My question is, is it possible to use only HTTP::Client or crest like tools, waiting the www.ip111.cn to finished it iframe tag, then use a simple parser, e.g. lexbor, parse the expected response?
If you mean how does it know whether you’re in China, it probably uses something like MaxMind to geolocate the user’s IP address. It can also use ASNs as an even more performant way to determine whether they’re in a given network. At my company, we use ASNs in the algorithm that detects bot traffic to determine whether to block the request before they even reach the app.

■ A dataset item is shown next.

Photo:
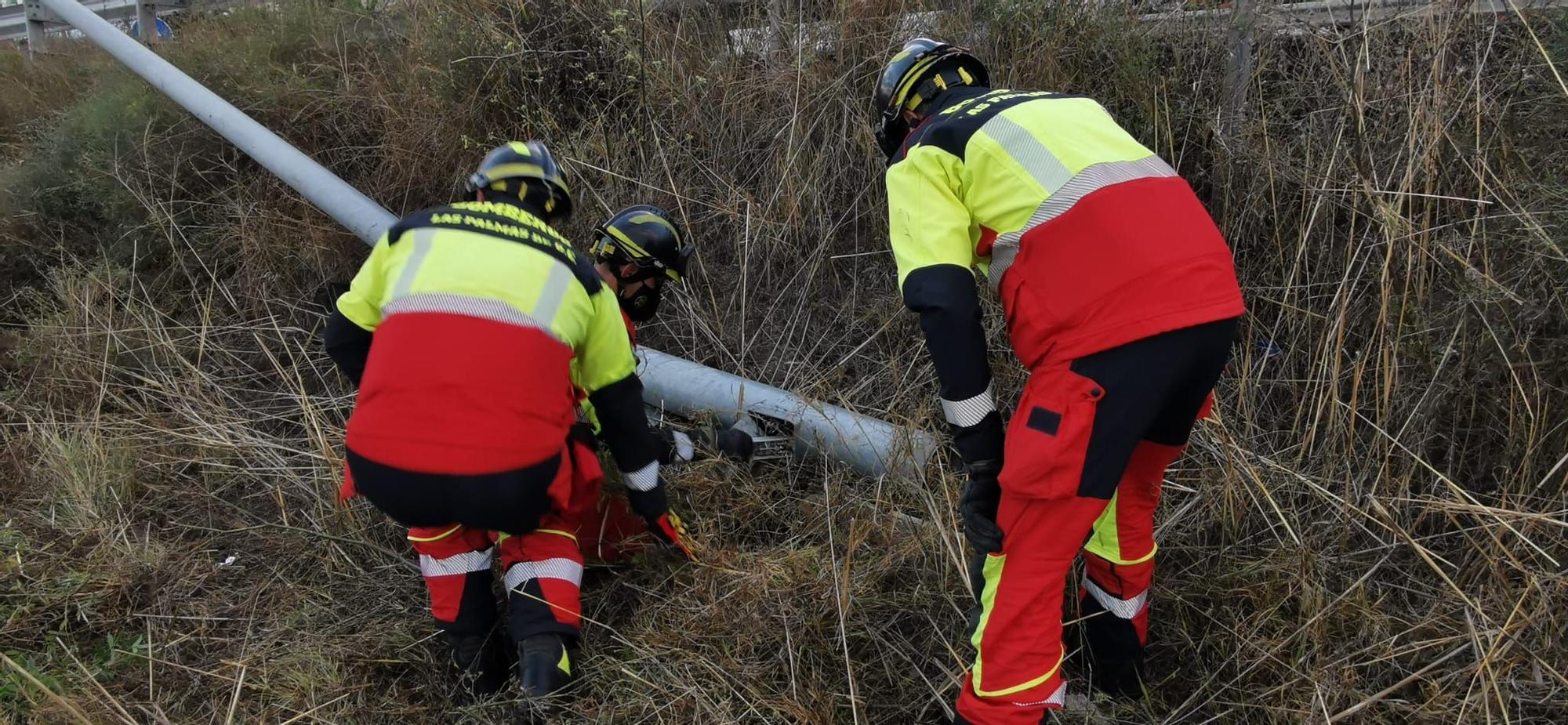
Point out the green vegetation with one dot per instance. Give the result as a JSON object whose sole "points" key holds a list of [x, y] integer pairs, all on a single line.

Sure, that can be done with just the stdlib.
require "http/client"
require "xml"
url = "http://www.ip111.cn/"
if iframe = XML.parse_html(HTTP::Client.get(url).body).xpath_node("//iframe")
if url = iframe["src"]?
uri = URI.parse(url)
ip = uri.host
pp ip
else
puts "No IP address in the iframe's `src` attribute."
end
else
puts "no iframe"
end
Sorry for confusing, what i expected is get my public ip when visit a site which within China or outside China.
This is almost exactly what i do for now, check this code, what i really what is, get the result from the current visit website directly, instead of do the request on my side,
if waiting a while, it will show IP when visit (1)China site, (2)outside China site (3)blocked by China site.
If we use selenium instead(although it is indeed a bit overkill for this simple tools), we can query on those element, until it return the expected(as the IP address above) result.
My question is, is it if possible when use simple HTTP::Client do same work?
@zw963 what your code is doing I think is correct - when a browser receives an HTML payload from a server that contains an iframe tag with a src attribute, the browser also makes a request to that provided URL and puts the newly returned HTML into the iframe tag in the original page (i.e. the browser is also making two requests).
Selenium is essentially a headless (or not headless, maybe) browser, so it runs through those 2+ requests for you. I don’t think it would necessarily make sense for the HTTP::Client to do this for you, since the behavior of the iframe tag is part of the HTML specification, not the HTTP protocol itself.
the browser also makes a request to that provided URL and puts the newly returned HTML into the iframe tag in the original page (i.e. the browser is also making two request
The situation will become complex because some site probably not use iframe, even, direct visit to the provided URL(for get really ip) is not possible, because it need some token to provided. https://ip.skk.moe/ is a example, see screenshot for a token example.